His wife had her fears—her horrid anticipations—but did not like to “even” her husband to anything so dreadful as what she in her heart dreaded. She took her own way, however, to win him to the house and to good, and gently insinuated wishes rather than expressed them. The smith, no doubt, was only “merry,” and never was ill-tempered or unkind; “yet at times—” “and then, what if—” Yes, Jeanie, you are right! The demon sneaks into the house by degrees, and at first may be dispelled, and the door shut upon him; but let him only once take possession, then he will keep it, and shut the door against everything pure, and lovely, and of good report, and bar it against thee and “wee Davie,” ay, and against better than thee and than all else, and fill the house with sin and shame, with misery and despair! But “wee Davie,” with his arm of might, drove the demon out.

It happened thus.

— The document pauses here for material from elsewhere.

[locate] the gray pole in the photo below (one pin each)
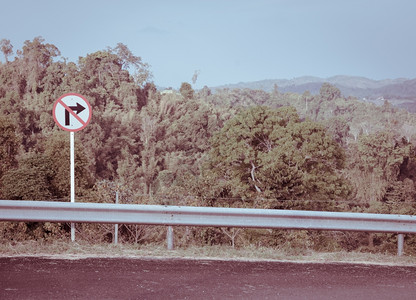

One evening when the smith returned home so that “you would know it on him,” his child toddled to him, and, lifting him up, he made him stand before him on his knee. The child began to play with the locks of the Samson, and to pat him on the cheek, and to repeat with glee the name of “dad-a.” The smith gazed at him intently, and with a peculiar look of love, mingled with sadness.

“Isn’t he a bonnie bit bairn?” asked Jeanie, as she looked over her husband’s shoulder at the child, nodding and smiling to him.

The smith spoke not a word, but gazed still upon his boy, while some sudden emotion was strongly working in his countenance. “It’s done!” he at last said, as he put his child down.

“What’s wrang? what’s wrang?” exclaimed his wife, as she stood before him, and put her hands round his shoulders, bending down until her face was close to his.

“Everything is wrang, Jeanie!”

“Willie, what is’t? are ye no’ weel?—tell me what’s wrang wi’ you?—oh, tell me!” she exclaimed in evident alarm.

“It’s a’ richt noo!” he said, rising up, and seizing his child, lifted him up to his breast, and kissed him. He then folded him in his arms, clasped him to his heart, and looking up in silence, said, “Davie has done it, along wi’ you, Jeanie. Thank God, I am a free man!”

His wife felt awed, she knew not how.